Will you be sending Christmas cards this year? It seems a little redundant nowadays when friends who are hundreds of miles away can be reached in 30 seconds via text and you already read what would be included on Auntie Joan’s round robin on Facebook. However, we believe that’s exactly why we should still send them. It means double the amount it used to that you took the time to sit down and write a card to say you’re thinking of someone at Christmas.
Of course it was the masters of Christmas, the Victorians, who made the first commercial Christmas card In 1843. Henry Cole – an industrial designer who is also considered the designer of the first postage stamp and helped establish the Victoria and Albert Museum – commissioned the card which depicted a family raising a glass of wine and read “A Merry Christmas and Happy New Year To You.” The illustrator, John Callcott Horsley, was rector and treasurer of the Royal Academy of Art at the time. One of the first ever cards, sent from Cole to his grandmother, fetched £22,500 at auction in 2001.
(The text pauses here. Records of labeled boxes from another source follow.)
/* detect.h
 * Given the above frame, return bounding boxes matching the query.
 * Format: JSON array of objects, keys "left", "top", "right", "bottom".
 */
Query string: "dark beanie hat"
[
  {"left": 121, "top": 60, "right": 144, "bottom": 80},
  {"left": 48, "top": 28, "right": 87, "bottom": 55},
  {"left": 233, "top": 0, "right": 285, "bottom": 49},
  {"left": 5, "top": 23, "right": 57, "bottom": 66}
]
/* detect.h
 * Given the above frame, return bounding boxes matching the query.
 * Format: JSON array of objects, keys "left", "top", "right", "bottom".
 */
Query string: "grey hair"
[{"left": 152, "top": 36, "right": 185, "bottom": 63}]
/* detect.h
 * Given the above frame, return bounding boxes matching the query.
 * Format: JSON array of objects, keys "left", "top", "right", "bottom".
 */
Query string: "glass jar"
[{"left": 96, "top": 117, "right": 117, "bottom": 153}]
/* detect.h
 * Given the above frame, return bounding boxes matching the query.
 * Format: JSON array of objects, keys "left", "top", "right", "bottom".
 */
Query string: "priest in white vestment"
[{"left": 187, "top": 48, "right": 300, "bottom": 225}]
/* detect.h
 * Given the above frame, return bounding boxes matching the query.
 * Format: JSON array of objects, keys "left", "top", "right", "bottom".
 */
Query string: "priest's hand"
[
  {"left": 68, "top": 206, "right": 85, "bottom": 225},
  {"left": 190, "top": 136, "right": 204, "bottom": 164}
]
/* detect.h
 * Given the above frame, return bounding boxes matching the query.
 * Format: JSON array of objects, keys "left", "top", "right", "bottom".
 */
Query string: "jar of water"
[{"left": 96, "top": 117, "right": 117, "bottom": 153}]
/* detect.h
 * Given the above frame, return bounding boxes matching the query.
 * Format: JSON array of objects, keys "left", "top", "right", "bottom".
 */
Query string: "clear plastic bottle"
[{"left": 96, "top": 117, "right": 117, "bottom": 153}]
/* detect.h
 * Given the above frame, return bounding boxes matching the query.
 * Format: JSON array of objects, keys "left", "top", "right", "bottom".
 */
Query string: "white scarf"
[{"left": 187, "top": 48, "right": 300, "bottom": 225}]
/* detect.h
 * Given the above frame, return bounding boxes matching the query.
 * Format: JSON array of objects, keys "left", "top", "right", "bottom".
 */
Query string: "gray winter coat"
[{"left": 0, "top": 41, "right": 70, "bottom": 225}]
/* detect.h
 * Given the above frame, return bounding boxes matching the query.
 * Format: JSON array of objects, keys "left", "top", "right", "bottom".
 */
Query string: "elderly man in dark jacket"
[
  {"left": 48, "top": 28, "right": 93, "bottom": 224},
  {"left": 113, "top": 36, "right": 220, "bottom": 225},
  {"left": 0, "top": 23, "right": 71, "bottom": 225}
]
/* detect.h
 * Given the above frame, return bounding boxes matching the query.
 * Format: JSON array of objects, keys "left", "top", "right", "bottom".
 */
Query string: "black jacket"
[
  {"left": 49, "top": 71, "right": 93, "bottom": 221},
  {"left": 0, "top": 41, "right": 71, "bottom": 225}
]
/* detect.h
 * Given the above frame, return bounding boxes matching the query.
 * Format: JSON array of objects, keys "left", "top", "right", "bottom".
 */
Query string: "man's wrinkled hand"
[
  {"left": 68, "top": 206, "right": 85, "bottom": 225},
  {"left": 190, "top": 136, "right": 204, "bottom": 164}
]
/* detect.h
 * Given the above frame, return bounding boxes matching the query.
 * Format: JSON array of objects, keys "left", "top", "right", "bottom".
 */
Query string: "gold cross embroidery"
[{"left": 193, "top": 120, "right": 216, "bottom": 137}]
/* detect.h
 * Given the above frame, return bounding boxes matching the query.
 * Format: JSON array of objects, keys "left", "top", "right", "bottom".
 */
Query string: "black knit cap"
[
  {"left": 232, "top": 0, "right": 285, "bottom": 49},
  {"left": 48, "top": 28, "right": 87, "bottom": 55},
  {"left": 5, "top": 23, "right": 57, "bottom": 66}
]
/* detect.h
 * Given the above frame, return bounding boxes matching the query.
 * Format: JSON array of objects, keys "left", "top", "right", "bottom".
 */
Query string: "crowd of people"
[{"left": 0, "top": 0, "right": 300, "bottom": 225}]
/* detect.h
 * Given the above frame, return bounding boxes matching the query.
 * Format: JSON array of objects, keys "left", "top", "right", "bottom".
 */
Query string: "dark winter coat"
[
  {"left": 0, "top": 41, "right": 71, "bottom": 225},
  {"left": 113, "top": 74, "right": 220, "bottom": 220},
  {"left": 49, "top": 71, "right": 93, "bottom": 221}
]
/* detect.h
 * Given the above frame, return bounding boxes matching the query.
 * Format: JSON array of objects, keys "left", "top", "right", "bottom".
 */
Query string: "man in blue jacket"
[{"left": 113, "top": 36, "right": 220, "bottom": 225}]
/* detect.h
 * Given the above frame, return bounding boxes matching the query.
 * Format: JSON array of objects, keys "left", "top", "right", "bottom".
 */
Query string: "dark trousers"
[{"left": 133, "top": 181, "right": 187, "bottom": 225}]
Christmas cards have become a tradition all over the world and with some of our favourite vintage icons…
- Vivien Lee and Laurence Olivier had their Christmas cards made up by Roger Furse, a famous theatre art director. In 1953 their Christmas greetings were sent out with an illustration of the couple in Sleeping Beauty.
- Before Andy Warhol became a pop-art sensation, he worked on a number of commercial projects including Christmas cards for Tiffany’s. They were, as you might expect, brightly coloured and his signature cheeky style is present in messages such as “a Christmas card from mademoiselle” and the image of a pointed, red ankle boot with a holly bush growing out of it.
- In 1961, cabaret star and screen goddess Marlene Dietrich took part in a UNICEF fundraiser selling Christmas cards to the public. The UNICEF Christmas card programme was started in 1949 to raise money from the sale of cards which featured images from famous artists such as Picasso and Matisse.